Sapp often rushed to judgment with the same ferocity he rushed the passer in 13 NFL seasons with the Bucs (1995-2003) and Raiders (2004-07). He was a dominating player whose explosive style was matched by his equally explosive personality and temperament.
He hit hard and shot from the lip, and has continued in that vein as an analyst, primarily with NFL Network.
Sapp once said of wide receiver Terrell Owens: "Chicks did the long ball. The wide receivers have always been prima donnas and pretty boys. They are big-time players. The thing with Owens is, he makes so much noise, it's like an empty wagon going down the road. Just go play."
Sapp might not ever win a Marconi or an Emmy – and he finished second in Dancing with the Stars – but he could earn the biggest individual prize for a football player: induction into the Pro Football Hall of Fame.
He had four seasons with double-digit sacks, with a high of 16.5 in 2000 and 96.5 for his career. Sapp was first-time All-Pro four times and made it to seven Pro Bowls. He is finalist for the Hall of Fame's Class of 2013. Voting is Feb. 2.
Sapp fired another salvo earlier this month on the Jim Rome Show, questioning Suh's mental approach.

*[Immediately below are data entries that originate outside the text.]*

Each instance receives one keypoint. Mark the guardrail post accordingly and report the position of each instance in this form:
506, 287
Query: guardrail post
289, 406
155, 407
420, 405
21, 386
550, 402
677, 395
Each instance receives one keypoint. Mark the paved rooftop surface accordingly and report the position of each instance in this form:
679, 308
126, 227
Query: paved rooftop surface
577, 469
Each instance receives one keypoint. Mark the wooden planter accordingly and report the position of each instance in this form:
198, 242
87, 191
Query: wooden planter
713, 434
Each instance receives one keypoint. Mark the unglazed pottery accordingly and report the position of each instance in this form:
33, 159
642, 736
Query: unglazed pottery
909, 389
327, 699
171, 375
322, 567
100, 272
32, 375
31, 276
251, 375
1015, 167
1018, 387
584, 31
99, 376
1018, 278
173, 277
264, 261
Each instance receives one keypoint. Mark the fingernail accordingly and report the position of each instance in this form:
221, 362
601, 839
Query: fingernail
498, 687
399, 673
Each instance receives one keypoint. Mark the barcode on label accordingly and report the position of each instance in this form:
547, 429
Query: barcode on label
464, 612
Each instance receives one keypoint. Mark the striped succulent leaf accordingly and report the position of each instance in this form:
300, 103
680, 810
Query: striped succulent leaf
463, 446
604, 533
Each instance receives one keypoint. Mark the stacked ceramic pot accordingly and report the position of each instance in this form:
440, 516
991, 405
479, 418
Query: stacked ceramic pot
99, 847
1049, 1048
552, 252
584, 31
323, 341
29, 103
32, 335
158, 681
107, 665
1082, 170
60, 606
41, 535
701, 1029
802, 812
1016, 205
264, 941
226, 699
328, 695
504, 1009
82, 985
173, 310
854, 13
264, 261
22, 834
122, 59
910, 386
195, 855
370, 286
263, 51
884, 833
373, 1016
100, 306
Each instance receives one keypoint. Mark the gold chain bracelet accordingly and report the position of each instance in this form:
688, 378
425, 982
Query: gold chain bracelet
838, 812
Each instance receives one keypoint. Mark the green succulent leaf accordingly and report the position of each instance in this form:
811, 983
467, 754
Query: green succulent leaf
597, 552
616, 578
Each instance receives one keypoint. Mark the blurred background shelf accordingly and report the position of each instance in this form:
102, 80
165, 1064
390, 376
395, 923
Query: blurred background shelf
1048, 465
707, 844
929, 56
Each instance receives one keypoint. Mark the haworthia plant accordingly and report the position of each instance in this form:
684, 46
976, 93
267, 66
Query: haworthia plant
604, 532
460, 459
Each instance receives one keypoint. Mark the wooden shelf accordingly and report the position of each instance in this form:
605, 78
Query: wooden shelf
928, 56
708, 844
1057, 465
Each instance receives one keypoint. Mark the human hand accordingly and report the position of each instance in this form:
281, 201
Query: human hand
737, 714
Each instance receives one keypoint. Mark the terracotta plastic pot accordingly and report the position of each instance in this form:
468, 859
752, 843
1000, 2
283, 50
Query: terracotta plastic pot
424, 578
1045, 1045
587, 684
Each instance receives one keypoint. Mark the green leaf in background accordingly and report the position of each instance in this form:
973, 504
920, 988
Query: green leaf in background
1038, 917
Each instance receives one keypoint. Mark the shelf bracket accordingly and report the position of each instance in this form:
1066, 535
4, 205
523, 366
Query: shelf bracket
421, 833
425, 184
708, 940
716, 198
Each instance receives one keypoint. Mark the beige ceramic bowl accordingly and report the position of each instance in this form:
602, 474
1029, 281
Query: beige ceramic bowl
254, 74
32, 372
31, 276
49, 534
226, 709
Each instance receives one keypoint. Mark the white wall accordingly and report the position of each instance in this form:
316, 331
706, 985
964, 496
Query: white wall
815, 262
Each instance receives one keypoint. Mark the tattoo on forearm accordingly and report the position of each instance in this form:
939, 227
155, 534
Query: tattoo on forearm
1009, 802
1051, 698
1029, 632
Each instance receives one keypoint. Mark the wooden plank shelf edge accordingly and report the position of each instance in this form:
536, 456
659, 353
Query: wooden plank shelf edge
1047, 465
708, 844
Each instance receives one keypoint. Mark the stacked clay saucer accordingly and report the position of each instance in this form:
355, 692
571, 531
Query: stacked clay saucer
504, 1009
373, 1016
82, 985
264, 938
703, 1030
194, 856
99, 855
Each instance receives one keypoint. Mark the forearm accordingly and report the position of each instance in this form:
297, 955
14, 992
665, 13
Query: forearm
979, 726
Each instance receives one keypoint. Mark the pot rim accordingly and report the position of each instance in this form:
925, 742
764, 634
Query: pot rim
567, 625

In that interview, Sapp made reference to Suh kicking quarterback Matt Schaub in the groin in the Lions' loss to the Texans on Thanksgiving Day.
"When I watch him after a Sunday, when I sit down and watch the tape, get inside of it, he plays the game with no awareness, and just a blindness that I've never seen from a guy with that kind of ability and talent," Sapp said on the Rome show.
"He's just wasting it. Then you see him make two, three plays a game, and outside of him kicking (Matt Schaub) in the groin, when did he make another play?"
Sapp questioned Suh's feel for the game, saying it is reflected in his unbridled desire to get to the quarterback.
"Too many times, I watch this young man put blinders on, and he's just after the quarterback," Sapp said on the Rome show. "They're not going to let you go to the quarterback free, son."
As good as Sapp was – and his career definitely was worth of the Hall of Fame – a lot of his rants on Suh sound like an old cow grumping about the young bull who has stepped into the spotlight that once illuminated his status.
In his three seasons with the Lions, Suh has gotten more publicity than any other defensive tackle, but not all of it for superb play.
One thing that cannot be questioned is Suh's desire to excel and his work ethic.
He exploded on the scene as a rookie in 2010 with 10 sacks. He was first team All-Pro and was voted a starter on the NFC Pro Bowl team. His production declined in 2011, but he has bounced back this season to lead all NFC defensive tackles in sacks with seven.
Suh sounded ambivalent about sitting down with Sapp.
"I'm not afraid to learn from anybody and in essence take a back-seat role and learn from somebody who's gone through the ropes already," he said.
How does he expect the give-and-take with Sapp through the media to play out?
"I don't know," Suh said. "I really don't care. What's in front of me right now is Chicago. I have to take care of Chicago."